Temperatures on land were at 60 F when we embarked at 2:00 PM, but it was soon evident that I would need the three layers of shirts, heavy coat, toboggan, and gloves that I wore.. It was cold out there on the water in a moving boat!

Immediately we began seeing common loons, not a rare sight on the lake in winter. We checked every loon carefully, but no red-throated turned up. A few ring-billed gulls had already started to form some small flocks resting on the water while some Bonaparte’s gull flocks hovered over the water’s surface.

We also started seeing large numbers of horned grebes on the open water. Their habits are similar to loons but they are much smaller. Some years they can be more challenging to find but this is apparently a good year for them here.

We boated around Nantz Cove and were treated to an adult bald eagle circling overhead. A few minutes later an immature bald eagle flew right by. By that time we noted increasing numbers of gulls heading for Davidson Creek so we turned to that direction. When we arrived at the roost site off Torrence Chapel Road there were already several thousand gulls massed up on the water. We carefully scanned the growing flock as more seemed to literally pour down from the sky. A few herring gulls started mixing in with the ring-billeds. Herring gulls make a up tiny percentage of the total gull numbers, but when there are 10,000 gulls it is easy to find a few herrings. It is also easy to pick them out because most are brown immature birds; quite a different look from the ring-billed gulls.

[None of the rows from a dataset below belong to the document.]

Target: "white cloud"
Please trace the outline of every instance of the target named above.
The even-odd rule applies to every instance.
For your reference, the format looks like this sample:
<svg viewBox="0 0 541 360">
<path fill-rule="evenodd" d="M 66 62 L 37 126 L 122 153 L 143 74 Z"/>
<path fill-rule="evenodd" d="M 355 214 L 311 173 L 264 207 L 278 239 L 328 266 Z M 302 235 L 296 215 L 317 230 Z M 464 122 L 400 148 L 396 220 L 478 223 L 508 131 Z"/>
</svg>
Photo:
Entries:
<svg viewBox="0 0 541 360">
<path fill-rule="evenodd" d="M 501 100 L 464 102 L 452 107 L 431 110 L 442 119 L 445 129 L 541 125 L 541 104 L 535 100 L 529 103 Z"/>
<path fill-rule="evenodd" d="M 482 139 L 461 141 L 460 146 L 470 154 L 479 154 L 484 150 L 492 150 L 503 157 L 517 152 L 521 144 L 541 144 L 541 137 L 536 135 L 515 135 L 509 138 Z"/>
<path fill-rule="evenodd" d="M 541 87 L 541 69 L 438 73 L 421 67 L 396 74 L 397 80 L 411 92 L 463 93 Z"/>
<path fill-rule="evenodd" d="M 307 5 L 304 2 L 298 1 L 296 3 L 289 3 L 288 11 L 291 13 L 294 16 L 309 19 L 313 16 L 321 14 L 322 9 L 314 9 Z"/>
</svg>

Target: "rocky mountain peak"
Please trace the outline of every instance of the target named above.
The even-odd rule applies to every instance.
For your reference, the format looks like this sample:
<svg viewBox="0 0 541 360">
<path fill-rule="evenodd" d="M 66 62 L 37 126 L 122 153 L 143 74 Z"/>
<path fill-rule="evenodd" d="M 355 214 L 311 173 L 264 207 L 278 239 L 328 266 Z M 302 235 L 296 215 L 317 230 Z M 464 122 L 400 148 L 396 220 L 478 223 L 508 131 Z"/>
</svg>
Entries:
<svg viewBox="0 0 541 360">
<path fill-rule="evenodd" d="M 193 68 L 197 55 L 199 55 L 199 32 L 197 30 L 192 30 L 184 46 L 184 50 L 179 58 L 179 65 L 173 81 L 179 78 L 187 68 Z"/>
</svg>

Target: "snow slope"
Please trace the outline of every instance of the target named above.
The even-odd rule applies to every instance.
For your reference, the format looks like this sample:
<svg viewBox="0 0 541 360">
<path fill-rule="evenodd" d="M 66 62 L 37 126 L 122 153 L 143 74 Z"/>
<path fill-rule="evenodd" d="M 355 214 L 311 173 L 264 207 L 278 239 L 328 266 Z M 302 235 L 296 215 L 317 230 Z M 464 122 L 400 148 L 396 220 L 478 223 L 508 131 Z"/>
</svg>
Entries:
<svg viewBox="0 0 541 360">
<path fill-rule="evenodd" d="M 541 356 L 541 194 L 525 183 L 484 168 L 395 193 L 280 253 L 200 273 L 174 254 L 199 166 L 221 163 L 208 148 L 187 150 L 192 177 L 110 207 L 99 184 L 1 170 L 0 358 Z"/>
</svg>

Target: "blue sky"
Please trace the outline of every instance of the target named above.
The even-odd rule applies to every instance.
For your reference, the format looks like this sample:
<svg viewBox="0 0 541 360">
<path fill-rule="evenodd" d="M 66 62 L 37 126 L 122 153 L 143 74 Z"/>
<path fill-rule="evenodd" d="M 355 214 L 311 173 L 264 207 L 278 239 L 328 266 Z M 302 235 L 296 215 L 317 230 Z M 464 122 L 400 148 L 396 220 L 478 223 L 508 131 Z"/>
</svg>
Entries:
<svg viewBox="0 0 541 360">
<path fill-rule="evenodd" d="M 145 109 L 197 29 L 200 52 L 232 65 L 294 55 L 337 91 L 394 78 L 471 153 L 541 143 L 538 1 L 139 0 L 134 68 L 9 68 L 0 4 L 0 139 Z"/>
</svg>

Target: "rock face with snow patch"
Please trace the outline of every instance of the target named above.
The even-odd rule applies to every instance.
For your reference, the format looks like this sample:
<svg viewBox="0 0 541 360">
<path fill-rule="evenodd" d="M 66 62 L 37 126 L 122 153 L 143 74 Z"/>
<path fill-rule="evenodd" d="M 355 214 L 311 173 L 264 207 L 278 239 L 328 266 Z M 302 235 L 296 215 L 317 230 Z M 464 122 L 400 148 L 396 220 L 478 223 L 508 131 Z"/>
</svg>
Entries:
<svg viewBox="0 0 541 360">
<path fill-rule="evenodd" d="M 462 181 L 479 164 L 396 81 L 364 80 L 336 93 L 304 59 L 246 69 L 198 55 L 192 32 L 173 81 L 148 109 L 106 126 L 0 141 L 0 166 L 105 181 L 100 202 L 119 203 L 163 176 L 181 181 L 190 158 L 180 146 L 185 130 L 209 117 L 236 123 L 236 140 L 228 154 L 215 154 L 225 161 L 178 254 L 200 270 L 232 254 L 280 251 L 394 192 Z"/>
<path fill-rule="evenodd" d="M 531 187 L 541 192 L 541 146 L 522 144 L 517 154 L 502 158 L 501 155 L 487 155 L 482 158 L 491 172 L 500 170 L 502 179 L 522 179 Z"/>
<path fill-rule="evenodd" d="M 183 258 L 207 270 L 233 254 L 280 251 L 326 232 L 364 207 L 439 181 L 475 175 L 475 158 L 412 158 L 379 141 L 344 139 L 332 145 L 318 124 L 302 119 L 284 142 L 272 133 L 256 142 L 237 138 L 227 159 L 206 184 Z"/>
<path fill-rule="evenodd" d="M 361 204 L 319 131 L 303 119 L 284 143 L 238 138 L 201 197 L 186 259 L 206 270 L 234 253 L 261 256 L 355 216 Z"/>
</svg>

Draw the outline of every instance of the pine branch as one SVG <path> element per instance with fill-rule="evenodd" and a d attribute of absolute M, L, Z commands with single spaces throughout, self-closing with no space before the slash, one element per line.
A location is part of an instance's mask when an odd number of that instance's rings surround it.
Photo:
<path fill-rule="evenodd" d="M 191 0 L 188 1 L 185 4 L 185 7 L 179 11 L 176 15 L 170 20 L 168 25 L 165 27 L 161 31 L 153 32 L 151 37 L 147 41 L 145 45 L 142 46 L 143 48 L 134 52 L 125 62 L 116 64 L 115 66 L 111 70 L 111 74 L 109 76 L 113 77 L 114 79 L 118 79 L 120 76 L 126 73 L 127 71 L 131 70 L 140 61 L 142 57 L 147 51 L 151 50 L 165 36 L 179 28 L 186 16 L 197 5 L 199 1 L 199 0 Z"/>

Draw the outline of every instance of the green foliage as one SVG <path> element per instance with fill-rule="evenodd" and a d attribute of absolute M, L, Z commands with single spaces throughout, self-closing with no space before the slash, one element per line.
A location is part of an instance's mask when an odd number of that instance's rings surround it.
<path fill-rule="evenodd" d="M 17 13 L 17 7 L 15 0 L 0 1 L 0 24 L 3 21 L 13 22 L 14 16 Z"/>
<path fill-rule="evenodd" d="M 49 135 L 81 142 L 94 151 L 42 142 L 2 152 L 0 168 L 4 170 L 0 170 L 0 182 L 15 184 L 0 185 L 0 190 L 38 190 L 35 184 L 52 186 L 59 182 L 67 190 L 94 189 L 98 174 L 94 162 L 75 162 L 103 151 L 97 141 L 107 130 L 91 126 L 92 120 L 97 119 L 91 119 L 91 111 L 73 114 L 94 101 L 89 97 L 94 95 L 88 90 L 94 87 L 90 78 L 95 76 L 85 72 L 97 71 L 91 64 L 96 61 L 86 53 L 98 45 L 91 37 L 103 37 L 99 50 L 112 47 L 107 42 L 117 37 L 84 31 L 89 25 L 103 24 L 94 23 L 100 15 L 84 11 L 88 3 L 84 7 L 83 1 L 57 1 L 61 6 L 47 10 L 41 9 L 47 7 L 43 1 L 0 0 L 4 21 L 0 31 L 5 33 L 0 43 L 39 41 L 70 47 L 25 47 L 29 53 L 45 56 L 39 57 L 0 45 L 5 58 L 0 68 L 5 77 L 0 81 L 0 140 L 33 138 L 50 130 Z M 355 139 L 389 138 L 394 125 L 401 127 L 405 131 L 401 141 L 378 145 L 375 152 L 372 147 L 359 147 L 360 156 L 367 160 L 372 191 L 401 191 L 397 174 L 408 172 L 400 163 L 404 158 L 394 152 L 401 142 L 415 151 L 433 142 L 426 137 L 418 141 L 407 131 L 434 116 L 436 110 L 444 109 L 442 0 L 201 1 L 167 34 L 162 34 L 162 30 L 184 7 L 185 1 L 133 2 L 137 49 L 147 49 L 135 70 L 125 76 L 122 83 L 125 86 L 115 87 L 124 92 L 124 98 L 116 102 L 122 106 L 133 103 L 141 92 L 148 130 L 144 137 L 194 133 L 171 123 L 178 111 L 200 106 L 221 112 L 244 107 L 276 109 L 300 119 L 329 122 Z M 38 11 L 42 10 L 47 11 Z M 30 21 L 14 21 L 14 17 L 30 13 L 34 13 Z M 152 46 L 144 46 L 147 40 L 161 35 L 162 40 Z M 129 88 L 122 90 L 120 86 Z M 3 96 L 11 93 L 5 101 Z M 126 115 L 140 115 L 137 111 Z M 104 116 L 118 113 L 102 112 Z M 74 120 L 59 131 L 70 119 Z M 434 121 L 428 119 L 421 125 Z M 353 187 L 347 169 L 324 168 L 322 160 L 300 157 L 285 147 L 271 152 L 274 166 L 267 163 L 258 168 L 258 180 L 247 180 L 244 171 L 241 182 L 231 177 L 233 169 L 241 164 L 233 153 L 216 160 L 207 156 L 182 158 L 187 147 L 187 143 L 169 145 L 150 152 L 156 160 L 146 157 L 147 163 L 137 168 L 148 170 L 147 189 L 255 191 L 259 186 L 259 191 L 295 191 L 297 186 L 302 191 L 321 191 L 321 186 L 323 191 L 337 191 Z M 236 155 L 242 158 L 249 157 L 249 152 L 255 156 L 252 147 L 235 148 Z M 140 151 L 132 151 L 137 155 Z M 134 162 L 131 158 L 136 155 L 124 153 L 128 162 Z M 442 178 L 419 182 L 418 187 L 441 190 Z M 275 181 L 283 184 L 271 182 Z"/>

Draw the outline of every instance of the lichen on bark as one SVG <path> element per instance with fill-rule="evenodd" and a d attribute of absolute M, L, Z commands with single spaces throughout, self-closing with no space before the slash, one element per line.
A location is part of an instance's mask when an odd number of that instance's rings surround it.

By 5:30 PM the fading light made viewing difficult so we headed in without finding the target loon or any rare gulls. We’ll check the flock again in a month or so. There are just too many birds out there for there not to be something really good. 

Below are some photographic comparisons of the three most common gull species on area reservoirs in the winter:

The ring-billed gull is the most common species. This is the gull you might see flying over any part of the county, sitting in parking lots, or pilfering french fries at fast food restaurants. The bird below is an adult in winter. Note the ring around the bill, gray mantle, white underparts, yellow legs, and yellow eye.

Adult Ring-billed Gull by Taylor Piephoff

Ring-billed gulls take two years to mature, so there are two distinct plumages. This is first-winter bird. Note the bi-colored bill, browner plumage, flesh colored legs, and dark eye.

First Winter Ring-billed Gull by Taylor Piephoff

First-winter herring gulls are easily picked out of the ring-billed gull flocks. Note the overall brown plumage, mostly dark bill, and flesh colored legs. they are also about one third larger than ring-billed gulls.

First-winter Herring Gull by Taylor Piephoff

Adult herring gulls rarely show up in winter at Lake Norman. Compare with the adult ring-billed gull. Note the more massive bill with no circling ring, and flesh colored legs. Unlike ring-billed gulls, herring gulls take four years to mature so there are four distinct plumages. Only two are shown here today. 

Bonaparte's gulls are small, dainty gulls that pick food off the surface of the water. Flocks of Bonaparte's gulls hover over feeding loons in hopes of scavenging some fish scraps. Note the long, thin black bill, and black spot behind the ear of the winter birds. The white leading edge of the wings is also a helpful identification mark.